Record Details
Roaring Lion, Guardian of the Temples
A miner from the North of France, Augustin Lesage’s practice was rooted in the spiritualist movement that sprang up in the mid-nineteenth century. Before starting an artwork, he segmented the canvas, drawing median and horizontal lines on the surface. Witnesses reported that he then began to intervene from the upper-right side, and then engaged a slow downhill stroll in quiet and constant labor, following a loose automatic process guided by the spirits.
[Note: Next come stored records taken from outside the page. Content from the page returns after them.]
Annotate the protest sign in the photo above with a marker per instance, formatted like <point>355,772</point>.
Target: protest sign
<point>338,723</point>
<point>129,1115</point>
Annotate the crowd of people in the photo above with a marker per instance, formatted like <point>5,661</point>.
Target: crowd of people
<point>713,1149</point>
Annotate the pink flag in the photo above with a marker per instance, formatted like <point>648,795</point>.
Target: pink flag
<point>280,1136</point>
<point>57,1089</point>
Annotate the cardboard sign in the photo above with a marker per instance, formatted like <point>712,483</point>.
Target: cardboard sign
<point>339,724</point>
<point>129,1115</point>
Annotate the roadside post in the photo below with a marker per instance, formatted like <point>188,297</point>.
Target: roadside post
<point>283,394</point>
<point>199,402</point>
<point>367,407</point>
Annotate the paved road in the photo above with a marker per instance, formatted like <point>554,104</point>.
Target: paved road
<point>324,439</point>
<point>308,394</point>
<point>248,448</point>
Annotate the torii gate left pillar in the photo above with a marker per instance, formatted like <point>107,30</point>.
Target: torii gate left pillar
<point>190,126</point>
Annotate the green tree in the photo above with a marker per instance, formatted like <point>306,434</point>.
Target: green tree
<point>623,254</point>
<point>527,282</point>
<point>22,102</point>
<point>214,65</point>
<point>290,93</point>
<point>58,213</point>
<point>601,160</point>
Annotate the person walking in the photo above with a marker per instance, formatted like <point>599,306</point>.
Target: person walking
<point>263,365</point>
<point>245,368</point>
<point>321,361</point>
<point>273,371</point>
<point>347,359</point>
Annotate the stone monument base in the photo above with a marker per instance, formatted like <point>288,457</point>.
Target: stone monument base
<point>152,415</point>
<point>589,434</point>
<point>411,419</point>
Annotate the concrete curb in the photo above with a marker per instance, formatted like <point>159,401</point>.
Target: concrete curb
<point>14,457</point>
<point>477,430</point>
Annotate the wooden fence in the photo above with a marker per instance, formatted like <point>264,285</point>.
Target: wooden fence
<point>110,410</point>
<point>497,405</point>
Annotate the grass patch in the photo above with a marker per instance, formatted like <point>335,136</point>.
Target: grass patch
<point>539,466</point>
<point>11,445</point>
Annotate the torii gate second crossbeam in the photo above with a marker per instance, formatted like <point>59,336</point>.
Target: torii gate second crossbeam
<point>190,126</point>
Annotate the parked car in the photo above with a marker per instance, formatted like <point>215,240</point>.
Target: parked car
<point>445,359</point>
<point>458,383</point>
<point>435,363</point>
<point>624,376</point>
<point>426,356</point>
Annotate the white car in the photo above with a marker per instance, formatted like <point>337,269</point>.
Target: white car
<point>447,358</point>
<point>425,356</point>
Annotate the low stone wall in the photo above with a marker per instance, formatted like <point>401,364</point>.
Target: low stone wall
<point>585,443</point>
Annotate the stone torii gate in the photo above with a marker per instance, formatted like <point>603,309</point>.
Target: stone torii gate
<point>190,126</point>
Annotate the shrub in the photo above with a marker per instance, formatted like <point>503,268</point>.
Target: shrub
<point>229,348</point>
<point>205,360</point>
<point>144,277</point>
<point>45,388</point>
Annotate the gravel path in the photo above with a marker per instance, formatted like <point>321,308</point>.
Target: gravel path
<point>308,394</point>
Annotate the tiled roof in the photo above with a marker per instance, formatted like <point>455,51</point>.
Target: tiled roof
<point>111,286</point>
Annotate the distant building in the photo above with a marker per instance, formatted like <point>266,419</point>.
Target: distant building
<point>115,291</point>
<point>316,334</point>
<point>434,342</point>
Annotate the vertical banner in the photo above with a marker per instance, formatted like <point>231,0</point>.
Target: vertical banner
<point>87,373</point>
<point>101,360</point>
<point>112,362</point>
His technique brings to mind the floor-after-floor descent of a mining excavation and the layering of geological strata. This artwork depicts a single triangular-shaped construction, bordered by two yellow openings at its summits. Inside this structure, subjects are densely agglomerated. The majestic interior is meticulously composed of architectural motifs, alluding to portals, floors, columns, and friezes. Lesage’s practice of spiritualism must have encouraged a mysticism open to all faiths and cultures. The worlds to which he referred, without being associated with one specific time period, are loaded with disparate elements drawn from ancient Egypt, religious themes, and mythology. The subjects, transposed with a light modeling, are delineated in isolated alcoves. They are trapped by a clear and vividly colored interplay of lines, filled with an abundance of symbols, archaic patterns, jewelry effects, and multitoned speckled zones. This recurrent style is reminiscent of decorative art forms from China, Japan, Malaysia, and Indonesia, with some parts recalling embroidered silks and carpets.
Adapted from “Augustin Lesage” by Valérie Rousseau in The Hidden Art (New York: Skira Rizzoli/American Folk Art Museum, 2017), 94–99.